Она нанимала маленькую комнату с мебелью и со столом в квартире одинокой дамы. Ее большой беккеровский рояль стоял пока у Ярцева, на Большой Никитской, и она каждый день ходила туда играть. В ее комнате были кресла в чехлах, кровать с белым летним одеялом и хозяйские цветы, на стенах висели олеографии, и не было ничего, что напоминало бы о том, что здесь живет женщина и бывшая курсистка. Не было ни туалета, ни книг, ни даже письменного стола. Видно было, что она ложилась спать, как только приходила домой, и, вставая утром, тотчас же уходила из дому.

 

Кухарка принесла самовар. Полина Николаевна заварила чай и, все еще дрожа, – в комнате было холодно, – стала бранить певцов, которые пели в Девятой симфонии. У нее закрывались глаза от утомления. Она выпила один стакан, потом другой, потом третий.

 

– Итак, вы женаты, – сказала она. – Но не беспокойтесь, я киснуть не буду, я сумею вырвать вас из своего сердца. Досадно только и горько, что вы такая же дрянь, как все, что вам в женщине нужны не ум, не интеллект, а тело, красота, молодость… Молодость! – проговорила она в нос, как будто передразнивая кого-то, и засмеялась. – Молодость!

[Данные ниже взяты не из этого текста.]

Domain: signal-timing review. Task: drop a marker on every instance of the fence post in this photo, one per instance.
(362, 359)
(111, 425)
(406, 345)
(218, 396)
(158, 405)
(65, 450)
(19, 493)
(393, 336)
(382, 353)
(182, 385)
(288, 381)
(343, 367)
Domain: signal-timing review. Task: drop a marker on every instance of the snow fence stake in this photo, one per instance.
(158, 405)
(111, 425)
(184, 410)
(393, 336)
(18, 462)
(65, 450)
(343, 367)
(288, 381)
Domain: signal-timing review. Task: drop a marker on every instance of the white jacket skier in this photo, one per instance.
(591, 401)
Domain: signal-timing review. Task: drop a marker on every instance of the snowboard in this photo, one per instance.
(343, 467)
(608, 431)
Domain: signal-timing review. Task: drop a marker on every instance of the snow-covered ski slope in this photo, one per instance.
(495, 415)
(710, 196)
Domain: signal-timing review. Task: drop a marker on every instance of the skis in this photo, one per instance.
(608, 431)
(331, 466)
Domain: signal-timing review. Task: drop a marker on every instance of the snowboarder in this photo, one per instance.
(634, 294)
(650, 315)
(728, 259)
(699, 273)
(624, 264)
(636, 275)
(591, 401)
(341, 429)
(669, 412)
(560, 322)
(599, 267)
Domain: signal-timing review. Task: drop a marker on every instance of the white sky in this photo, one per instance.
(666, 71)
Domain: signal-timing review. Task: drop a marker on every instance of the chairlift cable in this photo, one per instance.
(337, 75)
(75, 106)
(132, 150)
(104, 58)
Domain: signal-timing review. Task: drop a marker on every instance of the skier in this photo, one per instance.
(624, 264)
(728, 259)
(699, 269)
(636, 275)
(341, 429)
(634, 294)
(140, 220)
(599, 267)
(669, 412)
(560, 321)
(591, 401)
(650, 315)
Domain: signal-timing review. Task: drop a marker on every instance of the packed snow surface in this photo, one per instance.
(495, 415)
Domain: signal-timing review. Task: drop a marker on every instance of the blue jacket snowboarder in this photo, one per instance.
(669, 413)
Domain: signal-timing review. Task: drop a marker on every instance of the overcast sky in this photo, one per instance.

Вам нужна чистота, Reinheit![2 - Чистота, невинность (нем.).] Reinheit! – захохотала она, откидываясь на спинку кресла. – Reinheit!

 

Когда она кончила хохотать, глаза у нее были заплаканные.

 

– Вы счастливы, по крайней мере? – спросила она.

 

– Нет.

 

– Она вас любит?

 

– Нет.

 

Лаптев, взволнованный, чувствуя себя несчастным, встал и начал ходить по комнате.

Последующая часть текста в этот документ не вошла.